Issue 01 / Field notes for practical AI
AIAI Tutorials Hub
image

Train a Flux LoRA on your own face in 30 minutes (Replicate + ComfyUI)

Step-by-step Flux LoRA training on Replicate, then running the LoRA inside ComfyUI — with gotchas on overfitting, photo count, and running locally vs cloud.

Updated
Read time
7 min read
Difficulty
Advanced
Author
By the AI Tutorials Hub editors

Train a Flux LoRA on your own face in 30 minutes (Replicate + ComfyUI)

Training a custom image model used to mean renting a GPU, installing PyTorch, debugging CUDA, and losing a weekend. With Replicate's one-click trainer and ComfyUI's node-based inference, you can go from "10 photos of yourself" to "a Flux LoRA that draws you in any scene" in about 30 minutes. This is the workflow I actually use.

What you'll learn

  • What a LoRA actually is (in 90 seconds, no math)
  • How to gather the right training photos
  • The Replicate training step-by-step
  • Running the LoRA inside ComfyUI
  • The two overfitting gotchas that wreck most first attempts

What a LoRA actually is

A LoRA (Low-Rank Adaptation) is a small add-on to a base image model. Think of it as a "style pack" or "subject pack" that you can plug in at inference time.

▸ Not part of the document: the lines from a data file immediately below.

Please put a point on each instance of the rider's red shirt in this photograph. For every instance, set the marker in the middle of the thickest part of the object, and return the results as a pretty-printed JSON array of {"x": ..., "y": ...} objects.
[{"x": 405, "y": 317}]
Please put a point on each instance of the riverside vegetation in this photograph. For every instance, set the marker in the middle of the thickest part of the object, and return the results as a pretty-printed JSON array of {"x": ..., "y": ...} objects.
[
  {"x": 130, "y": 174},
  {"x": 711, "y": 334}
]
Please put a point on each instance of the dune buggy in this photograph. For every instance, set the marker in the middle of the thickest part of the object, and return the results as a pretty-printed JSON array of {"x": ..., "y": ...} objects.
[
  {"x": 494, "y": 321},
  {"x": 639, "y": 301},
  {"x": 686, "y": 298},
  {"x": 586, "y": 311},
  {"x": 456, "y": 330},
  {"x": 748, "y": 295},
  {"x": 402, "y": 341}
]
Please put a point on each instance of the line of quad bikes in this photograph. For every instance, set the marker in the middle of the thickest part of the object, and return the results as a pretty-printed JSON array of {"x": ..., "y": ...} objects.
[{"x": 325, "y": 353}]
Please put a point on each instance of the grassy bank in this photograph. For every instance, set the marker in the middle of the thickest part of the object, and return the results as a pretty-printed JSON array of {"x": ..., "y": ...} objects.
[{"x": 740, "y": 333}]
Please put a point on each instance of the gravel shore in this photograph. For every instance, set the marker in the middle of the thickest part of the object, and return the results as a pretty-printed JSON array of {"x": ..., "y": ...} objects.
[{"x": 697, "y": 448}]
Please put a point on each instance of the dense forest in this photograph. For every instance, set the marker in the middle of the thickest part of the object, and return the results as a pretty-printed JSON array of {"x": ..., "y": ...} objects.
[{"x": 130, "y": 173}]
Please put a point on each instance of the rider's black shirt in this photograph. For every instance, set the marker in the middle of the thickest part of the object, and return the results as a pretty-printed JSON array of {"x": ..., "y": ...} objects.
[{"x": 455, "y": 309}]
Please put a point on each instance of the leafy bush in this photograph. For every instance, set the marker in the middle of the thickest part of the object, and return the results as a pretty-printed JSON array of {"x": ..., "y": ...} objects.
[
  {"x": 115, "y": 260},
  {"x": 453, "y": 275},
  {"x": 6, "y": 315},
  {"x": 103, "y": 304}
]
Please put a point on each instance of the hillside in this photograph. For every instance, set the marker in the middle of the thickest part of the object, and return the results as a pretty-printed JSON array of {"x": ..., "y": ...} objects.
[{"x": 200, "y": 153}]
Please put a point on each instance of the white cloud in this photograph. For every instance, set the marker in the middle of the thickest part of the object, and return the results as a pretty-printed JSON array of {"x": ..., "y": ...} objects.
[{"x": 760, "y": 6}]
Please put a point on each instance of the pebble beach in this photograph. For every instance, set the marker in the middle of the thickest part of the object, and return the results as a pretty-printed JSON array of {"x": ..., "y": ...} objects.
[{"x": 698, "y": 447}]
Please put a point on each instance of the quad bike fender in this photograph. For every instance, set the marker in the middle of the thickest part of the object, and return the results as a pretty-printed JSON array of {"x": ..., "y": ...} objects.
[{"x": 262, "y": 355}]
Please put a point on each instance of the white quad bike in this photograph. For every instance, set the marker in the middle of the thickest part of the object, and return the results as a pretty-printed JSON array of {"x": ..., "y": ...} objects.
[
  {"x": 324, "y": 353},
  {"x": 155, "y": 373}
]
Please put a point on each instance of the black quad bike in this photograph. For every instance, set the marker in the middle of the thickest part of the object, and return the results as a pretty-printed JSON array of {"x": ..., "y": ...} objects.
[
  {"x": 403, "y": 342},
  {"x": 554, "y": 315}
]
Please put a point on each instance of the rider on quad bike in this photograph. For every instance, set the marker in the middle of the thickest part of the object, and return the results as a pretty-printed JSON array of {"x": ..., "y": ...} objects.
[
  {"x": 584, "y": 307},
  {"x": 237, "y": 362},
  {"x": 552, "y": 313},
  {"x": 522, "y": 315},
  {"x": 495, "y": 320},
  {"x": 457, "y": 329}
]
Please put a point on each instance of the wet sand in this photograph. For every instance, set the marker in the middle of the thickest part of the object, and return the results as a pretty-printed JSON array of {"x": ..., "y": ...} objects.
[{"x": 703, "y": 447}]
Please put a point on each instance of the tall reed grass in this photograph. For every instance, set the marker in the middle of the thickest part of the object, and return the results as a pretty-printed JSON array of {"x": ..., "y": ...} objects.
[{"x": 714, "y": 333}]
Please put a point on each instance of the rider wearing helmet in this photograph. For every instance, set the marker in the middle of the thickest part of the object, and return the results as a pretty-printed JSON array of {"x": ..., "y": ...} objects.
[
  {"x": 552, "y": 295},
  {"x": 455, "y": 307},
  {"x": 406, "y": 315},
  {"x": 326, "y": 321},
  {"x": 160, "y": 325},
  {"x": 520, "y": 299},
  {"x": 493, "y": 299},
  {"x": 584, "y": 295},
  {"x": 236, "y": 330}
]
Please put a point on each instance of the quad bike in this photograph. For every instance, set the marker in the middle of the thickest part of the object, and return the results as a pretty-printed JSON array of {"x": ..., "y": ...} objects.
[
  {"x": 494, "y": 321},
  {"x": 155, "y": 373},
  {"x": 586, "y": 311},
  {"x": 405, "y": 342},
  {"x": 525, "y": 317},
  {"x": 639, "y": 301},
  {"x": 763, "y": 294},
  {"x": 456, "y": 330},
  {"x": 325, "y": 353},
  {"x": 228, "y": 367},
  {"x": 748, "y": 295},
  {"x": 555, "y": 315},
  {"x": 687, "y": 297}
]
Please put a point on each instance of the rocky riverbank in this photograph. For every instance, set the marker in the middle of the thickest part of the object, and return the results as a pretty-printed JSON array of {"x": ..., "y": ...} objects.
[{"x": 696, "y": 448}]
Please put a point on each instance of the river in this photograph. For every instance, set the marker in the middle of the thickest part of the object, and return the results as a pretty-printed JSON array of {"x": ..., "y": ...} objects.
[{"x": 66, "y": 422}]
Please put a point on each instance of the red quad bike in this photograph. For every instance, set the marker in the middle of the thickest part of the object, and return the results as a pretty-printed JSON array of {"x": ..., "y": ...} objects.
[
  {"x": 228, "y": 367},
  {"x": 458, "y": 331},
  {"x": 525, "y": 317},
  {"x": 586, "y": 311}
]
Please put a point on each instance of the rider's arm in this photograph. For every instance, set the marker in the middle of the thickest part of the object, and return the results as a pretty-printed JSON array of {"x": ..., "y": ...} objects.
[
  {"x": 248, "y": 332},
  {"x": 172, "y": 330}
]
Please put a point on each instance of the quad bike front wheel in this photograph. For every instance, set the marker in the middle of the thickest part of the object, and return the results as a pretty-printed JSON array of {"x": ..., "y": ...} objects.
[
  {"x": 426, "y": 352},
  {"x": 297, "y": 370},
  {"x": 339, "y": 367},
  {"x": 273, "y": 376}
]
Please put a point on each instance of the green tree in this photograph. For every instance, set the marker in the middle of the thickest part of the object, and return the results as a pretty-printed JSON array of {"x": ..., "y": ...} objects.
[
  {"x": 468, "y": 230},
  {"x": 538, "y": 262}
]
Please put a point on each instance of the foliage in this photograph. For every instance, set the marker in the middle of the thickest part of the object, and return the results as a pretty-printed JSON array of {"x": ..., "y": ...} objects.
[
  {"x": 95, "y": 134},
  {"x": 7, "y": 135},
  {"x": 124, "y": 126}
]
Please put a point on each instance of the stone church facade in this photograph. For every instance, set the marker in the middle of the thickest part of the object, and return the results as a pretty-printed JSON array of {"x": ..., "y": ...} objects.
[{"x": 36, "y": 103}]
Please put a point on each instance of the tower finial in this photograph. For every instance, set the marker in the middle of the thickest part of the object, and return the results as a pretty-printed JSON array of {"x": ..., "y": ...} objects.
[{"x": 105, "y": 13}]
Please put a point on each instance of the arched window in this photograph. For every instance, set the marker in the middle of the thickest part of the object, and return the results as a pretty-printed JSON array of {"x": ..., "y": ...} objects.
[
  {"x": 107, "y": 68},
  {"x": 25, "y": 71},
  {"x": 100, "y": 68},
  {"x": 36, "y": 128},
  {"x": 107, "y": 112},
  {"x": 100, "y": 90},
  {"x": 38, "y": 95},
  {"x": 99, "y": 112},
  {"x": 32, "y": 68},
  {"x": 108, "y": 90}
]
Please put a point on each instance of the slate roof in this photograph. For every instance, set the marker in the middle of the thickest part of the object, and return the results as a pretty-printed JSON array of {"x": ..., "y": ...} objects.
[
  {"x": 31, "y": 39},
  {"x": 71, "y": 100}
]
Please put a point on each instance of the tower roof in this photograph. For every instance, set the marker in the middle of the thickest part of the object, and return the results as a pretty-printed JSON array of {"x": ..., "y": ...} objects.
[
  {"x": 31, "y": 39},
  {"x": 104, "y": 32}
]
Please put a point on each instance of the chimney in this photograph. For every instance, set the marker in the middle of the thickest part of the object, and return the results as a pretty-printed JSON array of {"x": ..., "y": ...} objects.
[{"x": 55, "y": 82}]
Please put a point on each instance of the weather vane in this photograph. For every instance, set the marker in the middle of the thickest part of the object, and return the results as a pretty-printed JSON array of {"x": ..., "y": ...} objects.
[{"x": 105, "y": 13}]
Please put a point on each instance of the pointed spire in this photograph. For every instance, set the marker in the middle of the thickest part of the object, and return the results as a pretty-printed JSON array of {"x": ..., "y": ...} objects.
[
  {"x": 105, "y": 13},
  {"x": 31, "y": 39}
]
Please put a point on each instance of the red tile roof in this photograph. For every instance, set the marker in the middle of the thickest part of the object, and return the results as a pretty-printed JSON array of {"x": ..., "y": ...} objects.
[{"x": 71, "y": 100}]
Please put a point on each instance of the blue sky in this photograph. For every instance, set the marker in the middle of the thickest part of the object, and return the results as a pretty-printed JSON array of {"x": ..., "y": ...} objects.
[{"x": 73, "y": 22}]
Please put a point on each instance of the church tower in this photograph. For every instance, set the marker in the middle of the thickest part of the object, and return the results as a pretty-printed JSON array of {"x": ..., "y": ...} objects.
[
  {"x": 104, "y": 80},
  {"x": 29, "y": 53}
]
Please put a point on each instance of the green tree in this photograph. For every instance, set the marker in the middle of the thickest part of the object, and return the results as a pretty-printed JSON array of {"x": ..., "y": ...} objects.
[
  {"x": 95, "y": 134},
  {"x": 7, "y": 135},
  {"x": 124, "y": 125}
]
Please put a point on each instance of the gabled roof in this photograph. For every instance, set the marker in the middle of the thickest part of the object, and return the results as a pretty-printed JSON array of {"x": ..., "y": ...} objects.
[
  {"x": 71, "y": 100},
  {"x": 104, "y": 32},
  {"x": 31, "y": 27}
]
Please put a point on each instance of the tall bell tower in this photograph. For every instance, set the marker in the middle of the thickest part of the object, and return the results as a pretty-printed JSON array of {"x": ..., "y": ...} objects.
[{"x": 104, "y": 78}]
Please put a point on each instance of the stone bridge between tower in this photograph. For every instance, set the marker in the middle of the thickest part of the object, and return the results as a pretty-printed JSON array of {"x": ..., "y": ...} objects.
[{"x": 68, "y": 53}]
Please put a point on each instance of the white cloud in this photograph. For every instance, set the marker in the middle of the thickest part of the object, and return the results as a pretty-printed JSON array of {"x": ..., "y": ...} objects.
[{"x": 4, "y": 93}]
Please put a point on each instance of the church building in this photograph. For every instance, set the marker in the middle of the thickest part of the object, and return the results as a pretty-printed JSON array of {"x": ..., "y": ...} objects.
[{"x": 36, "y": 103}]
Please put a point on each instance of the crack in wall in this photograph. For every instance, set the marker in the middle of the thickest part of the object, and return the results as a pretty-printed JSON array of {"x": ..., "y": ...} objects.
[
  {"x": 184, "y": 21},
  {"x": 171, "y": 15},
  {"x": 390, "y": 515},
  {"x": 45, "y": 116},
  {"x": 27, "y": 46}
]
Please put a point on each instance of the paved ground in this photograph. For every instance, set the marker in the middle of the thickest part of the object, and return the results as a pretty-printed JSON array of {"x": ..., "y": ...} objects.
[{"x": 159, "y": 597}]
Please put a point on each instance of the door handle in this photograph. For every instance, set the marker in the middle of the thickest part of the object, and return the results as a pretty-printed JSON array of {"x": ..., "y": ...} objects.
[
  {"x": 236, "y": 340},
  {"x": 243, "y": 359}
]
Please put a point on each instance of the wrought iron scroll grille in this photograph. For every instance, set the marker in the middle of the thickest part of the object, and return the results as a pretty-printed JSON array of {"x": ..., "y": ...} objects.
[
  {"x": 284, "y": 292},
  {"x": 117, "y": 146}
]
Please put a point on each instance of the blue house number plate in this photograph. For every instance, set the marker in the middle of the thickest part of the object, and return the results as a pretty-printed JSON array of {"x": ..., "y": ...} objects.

The base model stays frozen. The LoRA is a few hundred megabytes of learned weights that steer the base model toward a specific subject (your face), style (watercolor), or concept (a particular product).

For Flux (the open-weights image model from Black Forest Labs), a LoRA is typically 100-400MB and trains in 20-40 minutes on a single A100/H100 GPU. The training cost on Replicate is roughly $1-3 per run as of 2026.

Tip
You do not need to understand the math. You do need to understand that "more training" is not better — overfitting is the main failure mode, and the rest of this guide is mostly about avoiding it.

Step 1 — Gather training photos (15 minutes)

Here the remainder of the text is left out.